While I was writing Theresa’s profile, I knew that there were those who are her opponents who would think that I was going too easy on her, and I was pretty sure that she would be livid with me for bringing up her difficult relationship with her father. It’s a delicate balance I have to strike with all my subjects between civility and honesty and objectivity. And I’ve tried my best. I’m sure everyone’s going to be a little bit pissed-off with me, and that’s something I can’t avoid if I’m going to write about politics. So it goes.
But with regards to Theresa specifically, beneath the bluster and the anger and the righteous indignation is a human being who I (and I may be one of the few in El Paso to say this) respect, whether or not I agree with her.
Before I met Theresa Caballero the attorney or Theresa Caballero the contender, I met Theresa Caballero the client. I was 17, I had graduated a year early from high school and was in a situation in which I had to support myself because my mother’s death had nearly bankrupted my father.
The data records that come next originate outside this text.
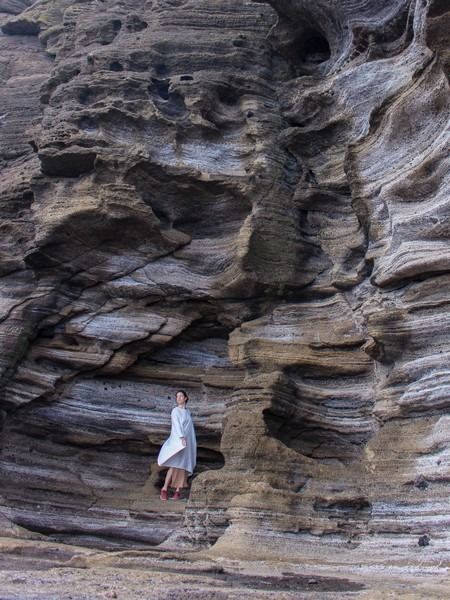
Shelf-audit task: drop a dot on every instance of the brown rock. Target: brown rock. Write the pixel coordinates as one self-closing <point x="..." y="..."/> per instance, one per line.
<point x="249" y="201"/>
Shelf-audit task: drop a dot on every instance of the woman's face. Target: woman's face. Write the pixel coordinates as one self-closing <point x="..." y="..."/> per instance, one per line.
<point x="181" y="399"/>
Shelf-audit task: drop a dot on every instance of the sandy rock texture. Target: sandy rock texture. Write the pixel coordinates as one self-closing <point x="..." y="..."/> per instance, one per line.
<point x="249" y="201"/>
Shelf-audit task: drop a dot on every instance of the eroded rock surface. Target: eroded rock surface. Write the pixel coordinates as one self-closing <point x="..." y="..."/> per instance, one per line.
<point x="249" y="201"/>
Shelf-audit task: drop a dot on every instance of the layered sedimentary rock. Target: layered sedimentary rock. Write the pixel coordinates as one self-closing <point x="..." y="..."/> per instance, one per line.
<point x="249" y="201"/>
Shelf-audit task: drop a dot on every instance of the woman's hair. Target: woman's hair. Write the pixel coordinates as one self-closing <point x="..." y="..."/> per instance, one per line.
<point x="184" y="394"/>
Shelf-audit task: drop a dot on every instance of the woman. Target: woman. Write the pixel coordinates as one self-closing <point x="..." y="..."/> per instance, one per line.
<point x="179" y="451"/>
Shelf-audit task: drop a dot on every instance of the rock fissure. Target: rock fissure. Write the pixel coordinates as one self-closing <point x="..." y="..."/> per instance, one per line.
<point x="247" y="201"/>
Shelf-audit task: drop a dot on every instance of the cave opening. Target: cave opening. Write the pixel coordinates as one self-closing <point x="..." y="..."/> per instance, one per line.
<point x="314" y="48"/>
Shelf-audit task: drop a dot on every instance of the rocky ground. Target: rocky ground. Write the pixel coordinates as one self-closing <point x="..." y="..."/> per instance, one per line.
<point x="32" y="571"/>
<point x="250" y="201"/>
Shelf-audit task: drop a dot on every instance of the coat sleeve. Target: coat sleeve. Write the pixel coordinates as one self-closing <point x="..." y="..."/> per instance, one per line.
<point x="177" y="426"/>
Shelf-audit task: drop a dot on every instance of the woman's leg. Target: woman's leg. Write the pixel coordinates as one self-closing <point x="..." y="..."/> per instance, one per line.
<point x="178" y="479"/>
<point x="168" y="479"/>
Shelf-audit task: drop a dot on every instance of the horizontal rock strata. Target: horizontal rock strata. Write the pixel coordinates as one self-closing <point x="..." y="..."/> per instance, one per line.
<point x="249" y="201"/>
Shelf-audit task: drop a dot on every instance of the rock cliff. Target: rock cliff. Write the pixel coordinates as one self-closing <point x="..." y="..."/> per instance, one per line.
<point x="249" y="201"/>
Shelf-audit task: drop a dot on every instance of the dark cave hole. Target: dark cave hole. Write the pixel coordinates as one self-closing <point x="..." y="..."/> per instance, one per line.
<point x="135" y="24"/>
<point x="315" y="48"/>
<point x="162" y="88"/>
<point x="115" y="66"/>
<point x="227" y="96"/>
<point x="117" y="25"/>
<point x="161" y="69"/>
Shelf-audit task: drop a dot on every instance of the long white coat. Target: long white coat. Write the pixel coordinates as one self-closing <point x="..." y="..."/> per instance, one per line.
<point x="173" y="453"/>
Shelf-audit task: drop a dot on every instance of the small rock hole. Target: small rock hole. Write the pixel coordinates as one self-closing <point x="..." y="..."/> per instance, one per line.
<point x="316" y="48"/>
<point x="115" y="66"/>
<point x="162" y="88"/>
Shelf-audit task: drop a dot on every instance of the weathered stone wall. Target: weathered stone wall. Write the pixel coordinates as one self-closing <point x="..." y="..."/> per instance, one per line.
<point x="249" y="201"/>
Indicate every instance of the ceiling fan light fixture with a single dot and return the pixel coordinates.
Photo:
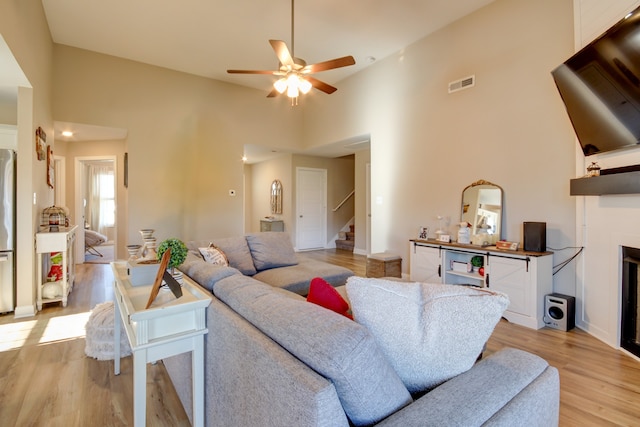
(280, 85)
(292, 91)
(304, 85)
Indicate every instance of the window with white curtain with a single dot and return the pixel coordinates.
(101, 204)
(107, 200)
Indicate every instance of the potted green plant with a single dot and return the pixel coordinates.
(477, 261)
(178, 253)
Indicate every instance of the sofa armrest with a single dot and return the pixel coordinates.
(504, 389)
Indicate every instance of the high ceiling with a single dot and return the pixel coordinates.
(207, 37)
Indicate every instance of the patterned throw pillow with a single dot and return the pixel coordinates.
(214, 255)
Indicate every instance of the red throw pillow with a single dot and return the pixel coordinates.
(325, 295)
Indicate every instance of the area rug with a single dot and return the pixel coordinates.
(99, 334)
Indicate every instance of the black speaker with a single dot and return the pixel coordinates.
(560, 311)
(535, 236)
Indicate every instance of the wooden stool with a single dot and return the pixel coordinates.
(384, 265)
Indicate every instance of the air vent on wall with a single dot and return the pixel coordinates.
(464, 83)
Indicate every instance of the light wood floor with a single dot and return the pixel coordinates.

I moved into my apartment Downtown and found a job at a very chi-chi bistro in the neighborhood called San Francisco Bar and Grill. About a month after I started working there the restaurant was bought by a family from the interior of Chihuahua, who had never run a restaurant before, and things tumbled downhill at a remarkable rate.
Both the GM and floor manager were cousins of the owner, and they were (and if they want to sue me- go ahead- they can bring me my back wages and answer to my complaint with the DOL while they’re at it) terrible cokeheads, who ducked out to the bathrooms every ten minutes and made the server’s lives a living hell. A couple of weeks of this proceed, paychecks were never issued, and one afternoon the staff called for a walkout. I couldn’t. I wanted to, but I was on my own and needed the money and the job, [most of the servers were supported by their parents and had the luxury, and Texas is a right to work state], so I was left alone with lunch rush and one cook to serve 200 lawyers and civic employees who walked in minutes after staff walked out.
After about 45 minutes of taking orders, informing customers of the situation, and refilling tea, the floor manager stormed in from the back and as customers grew restless, he confronted me in the middle of the floor, screaming that I was a low class cunt, and a worthless piece of shit in Spanish. After which I yelled, “Well, maybe if you weren’t so busy doing coke in the bathroom, you could have paid your staff and we wouldn’t be in this situation!” And then I started gagging with tears.
I turned to the first table to my right, where Theresa and a group of what I assumed were attorneys were sitting, apologized and let them know that if they wanted to wait, their order was in. Theresa, after I explained what happened earlier in the day, handed me a hundred dollar bill, with a look of utter bewilderment and anger on her face and told me how sorry she was I was in that situation. After she did that, every other person at the table handed me a 50 or a 20 and they walked out. As I walked from table to table, the same thing happened. I was handed a tip and the customers walked out one by one, in solidarity. After all the tables cleared I told the floor manager I was going to clean my station in the back, and I ran out the service door as fast as I could to my apartment.
I netted somewhere around $2000 that afternoon. I paid for a couple months of rent on my apartment. Bought some new screen printing equipment, and landed a job at the Times the next day.
That job at the Times as, essentially a gopher, led me to the place where I now stand before you.
Make what you will about her political and legal persona. I don’t agree with a lot of the political causes she’s involved herself in. But I’d prefer if our political community not treat her as a Lillu, and if she does really hate her father enough to spite his allies, as many have suggested, I can only wish peace and reconciliation.
ETA: Oh, and yes, I did tip the cook out before I ran out of that kitchen like my chones were on fire.